Geometric Constraints for Small Language Models to Understand and Expand Scientific Taxonomies
Abstract
Recent findings reveal that token embeddings of Large Language Models (LLMs) exhibit strong hyperbolicity. This insight motivates leveraging LLMs for scientific taxonomy tasks, where maintaining and expanding hierarchical knowledge structures is critical. Although potential, generally-trained LLMs face challenges in directly handling domain-specific taxonomies, including computational cost and hallucination.
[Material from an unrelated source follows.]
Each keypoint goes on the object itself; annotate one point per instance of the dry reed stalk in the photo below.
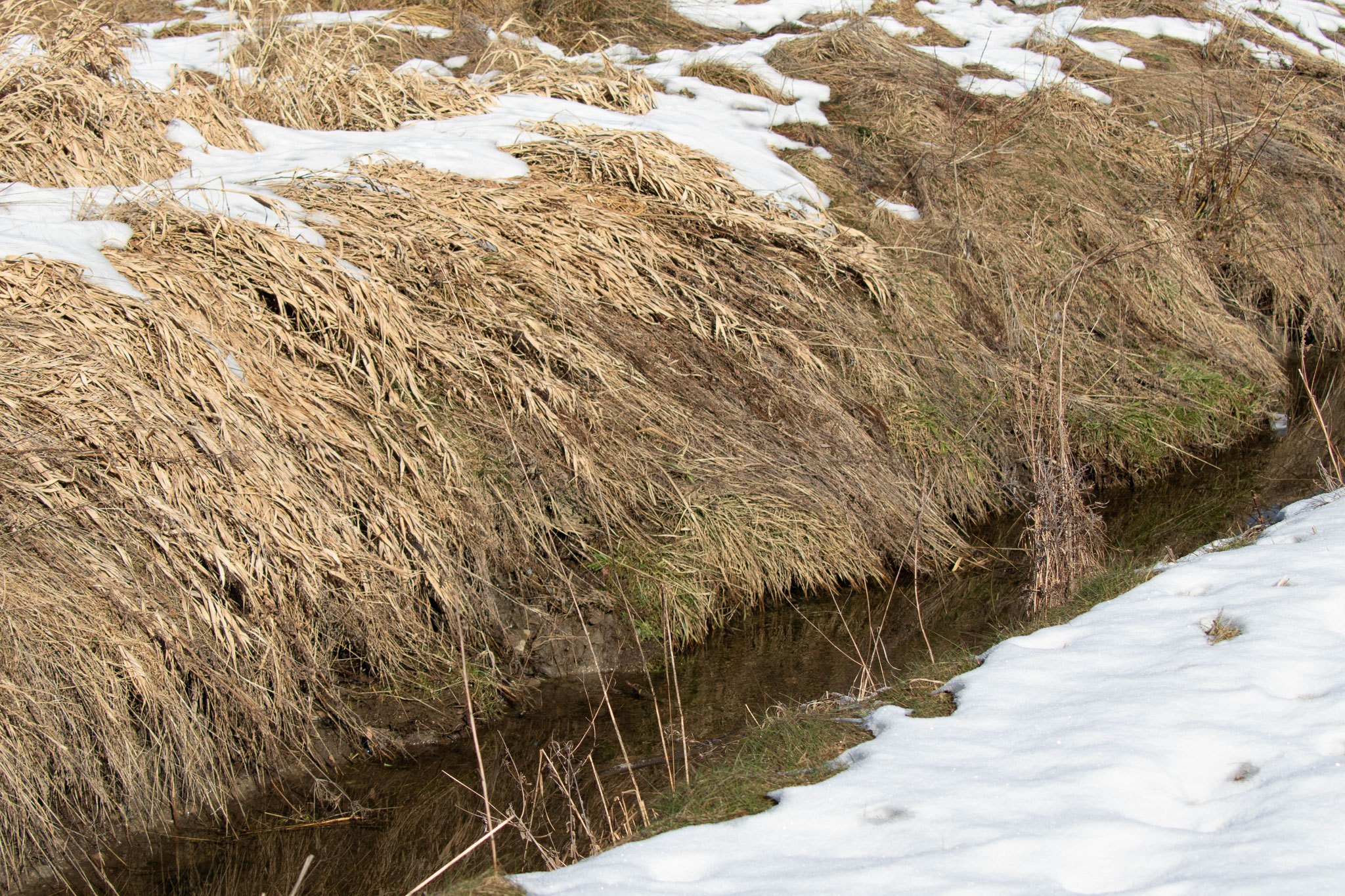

Meanwhile, Small Language Models (SLMs) provide a more economical alternative if empowered with proper knowledge transfer. In this work, we introduce SS-Mono (Structure-Semantic Monotonization), a novel pipeline that combines local taxonomy augmentation from LLMs, self-supervised fine-tuning of SLMs with geometric constraints, and LLM calibration. Our approach enables efficient and accurate taxonomy expansion across root, leaf, and intermediate nodes. Extensive experiments on both leaf and non-leaf expansion benchmarks demonstrate that a fine-tuned SLM (e.g., DistilBERT-base-110M) consistently outperforms frozen LLMs (e.g., GPT-4o, Gemma-2-9B) and domain-specific baselines. These findings highlight the promise of lightweight yet effective models for structured knowledge enrichment in scientific domains.